There are things I’d like to do, but they are improvements as opposed to fixes, desired not required. Get the ceiling redone as smooth vs. this post-popcorn texture; redo the floors; replace some fans and lights. But all of this is indulgence, and not necessary.
It’s good, too, that we got the place in working order. Money is not what it was in California. I guess I haven’t talked about it much, but the move to Florida meant a deep, but voluntary, pay cut. Ah but “pay cut” sounds so violent and helpless, and this is something we did willingly in surrender, so let’s instead maybe call it a “transaction of time and money.”
I feel a pride, and with it the guilt I almost always feel alongside any pride, for making that transaction. Or, I want to feel a pride. I want to be proud that, in opting to leave money and status for time with family I did a noble thing. Yet here I am, making less money and having less status, spinning wheels trying to measure the resultant increase in “family time.”
You know how you know things are a certain way, that they are true and that a situation is as you know it to be, yet you still act as if you don’t know it?
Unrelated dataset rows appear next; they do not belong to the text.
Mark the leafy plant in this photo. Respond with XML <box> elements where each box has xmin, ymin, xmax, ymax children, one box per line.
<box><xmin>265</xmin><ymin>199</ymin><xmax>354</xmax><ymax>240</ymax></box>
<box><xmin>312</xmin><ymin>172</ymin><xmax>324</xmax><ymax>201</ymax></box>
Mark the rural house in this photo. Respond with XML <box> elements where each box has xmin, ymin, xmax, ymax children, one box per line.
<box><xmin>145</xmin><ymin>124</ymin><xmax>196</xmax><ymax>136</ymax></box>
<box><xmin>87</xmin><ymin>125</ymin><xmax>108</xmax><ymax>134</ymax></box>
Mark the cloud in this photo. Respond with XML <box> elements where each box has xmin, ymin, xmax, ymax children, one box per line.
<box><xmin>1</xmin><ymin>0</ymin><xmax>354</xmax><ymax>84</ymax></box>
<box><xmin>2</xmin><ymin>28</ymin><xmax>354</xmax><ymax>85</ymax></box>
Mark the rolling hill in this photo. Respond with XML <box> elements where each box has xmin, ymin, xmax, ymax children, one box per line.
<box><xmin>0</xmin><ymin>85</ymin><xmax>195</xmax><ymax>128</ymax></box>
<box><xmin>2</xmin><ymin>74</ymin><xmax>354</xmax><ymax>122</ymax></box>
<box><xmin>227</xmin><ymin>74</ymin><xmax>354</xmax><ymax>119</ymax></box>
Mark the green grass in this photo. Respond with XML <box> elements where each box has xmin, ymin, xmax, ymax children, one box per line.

It’s not about acknowledging that reality, it’s about permitting yourself to be satisfied. That’s where I struggle. Not in happiness, which I have in spades, but in doneness – the satisfaction of completion. Always bothered by having not yet arrived at some contented state of finished, when once can finally relax and be mindful of the present.
It’s just another part of what I wrote yesterday about learning to live in a state of transition – just phrased another way. To not be seeking some future “job well done” place, to instead be happy with the last breath, most recent beat of the heart, or the comfortable temperature in the room.
“What greater wealth is there than to own your life and to spend it on growing?”
If you can name it, you can work on it, right? I’m working on it.